MONTGOMERY—The Alabama legislative session ended on a high note for animals as lawmakers sent HB 27, a bill to strengthen the state’s animal cruelty laws, to Gov. Robert Bentley for his signature, receiving praise from The Humane Society of the United States.
“We applaud the Alabama Legislature and urge Governor Bentley to sign this important bill to extend felony level protections to all animals in the state,” said Mindy Gilbert, Alabama state director for The HSUS. “Dogs and cats have had felony level protection under the law since 2000, hopefully now all other animals will have the same protection.”
HB 27, sponsored by Rep. Joe Faust, R-Baldwin, strengthens the cruelty laws that protect all animals by raising the penalty for violators from a class B misdemeanor to a class A misdemeanor, and adds the definition of aggravated cruelty for certain acts at the class C felony level.

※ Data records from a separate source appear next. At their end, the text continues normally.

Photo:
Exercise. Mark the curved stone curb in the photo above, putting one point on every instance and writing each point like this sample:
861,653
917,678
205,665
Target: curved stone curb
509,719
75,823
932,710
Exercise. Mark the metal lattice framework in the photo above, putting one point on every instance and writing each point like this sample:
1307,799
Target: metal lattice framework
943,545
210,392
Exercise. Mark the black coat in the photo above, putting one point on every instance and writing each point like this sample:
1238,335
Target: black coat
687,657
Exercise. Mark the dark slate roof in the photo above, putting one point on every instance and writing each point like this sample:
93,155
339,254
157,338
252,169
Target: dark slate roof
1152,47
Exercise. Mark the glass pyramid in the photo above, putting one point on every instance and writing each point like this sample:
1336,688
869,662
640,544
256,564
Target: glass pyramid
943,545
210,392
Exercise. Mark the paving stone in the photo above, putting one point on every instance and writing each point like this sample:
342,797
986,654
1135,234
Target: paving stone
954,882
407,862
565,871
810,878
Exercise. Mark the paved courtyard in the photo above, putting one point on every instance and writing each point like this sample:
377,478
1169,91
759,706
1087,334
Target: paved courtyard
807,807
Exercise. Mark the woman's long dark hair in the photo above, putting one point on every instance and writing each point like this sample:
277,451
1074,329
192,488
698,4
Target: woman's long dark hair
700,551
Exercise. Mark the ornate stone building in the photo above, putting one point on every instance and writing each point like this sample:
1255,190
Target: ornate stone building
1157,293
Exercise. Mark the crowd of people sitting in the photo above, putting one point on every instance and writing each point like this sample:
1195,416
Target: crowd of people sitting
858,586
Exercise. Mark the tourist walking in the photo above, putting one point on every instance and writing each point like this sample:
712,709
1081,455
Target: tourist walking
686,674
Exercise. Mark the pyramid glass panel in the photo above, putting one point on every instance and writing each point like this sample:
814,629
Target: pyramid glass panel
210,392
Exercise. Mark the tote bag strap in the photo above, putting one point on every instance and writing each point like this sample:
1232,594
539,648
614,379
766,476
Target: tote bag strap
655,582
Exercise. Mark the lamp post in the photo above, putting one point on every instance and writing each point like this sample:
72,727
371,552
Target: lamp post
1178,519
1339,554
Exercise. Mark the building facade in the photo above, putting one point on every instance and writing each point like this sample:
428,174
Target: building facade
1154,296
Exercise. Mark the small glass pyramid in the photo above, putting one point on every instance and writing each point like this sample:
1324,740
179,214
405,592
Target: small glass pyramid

The bill passed the Senate 31 to 1.
The ASPCA® (The American Society for the Prevention of Cruelty to Animals®) also praised Alabama lawmakers for passing House Bill 27.
“By increasing the penalties for animal cruelty, Alabama legislators have made it known that anyone who commits an act of cruelty to an animal will be held accountable,” said Sherry Rout, state director of ASPCA Government Relations for the Southern region. “We thank Alabama lawmakers for passing HB 27, and we urge Governor Bentley to sign this bill to further protect animals throughout the state.”
HB 27 amends the existing cruelty laws by increasing the penalty for an offense from a Class B misdemeanor to a Class A misdemeanor, which carries a penalty of up to one year in jail and a fine of up to $6,000. The bill also adds a definition for torture, making this offense a Class C felony, with a punishment of up to 10 years in jail and a fine up to $15,000.
Alabama ranks 45th in The Humane Society of the United States’ 2012 “Humane State Rankings” which grades each state and the District of Columbia based on a wide range of animal protection laws dealing with pets, animal cruelty and fighting, wildlife, animals in research, horses and farm animals. Alabama has lacked many animal protection laws common in other states. Alabama also has a weak cockfighting law – it’s one of only 10 states that deem the cruel practice a misdemeanor – hurting its ranking.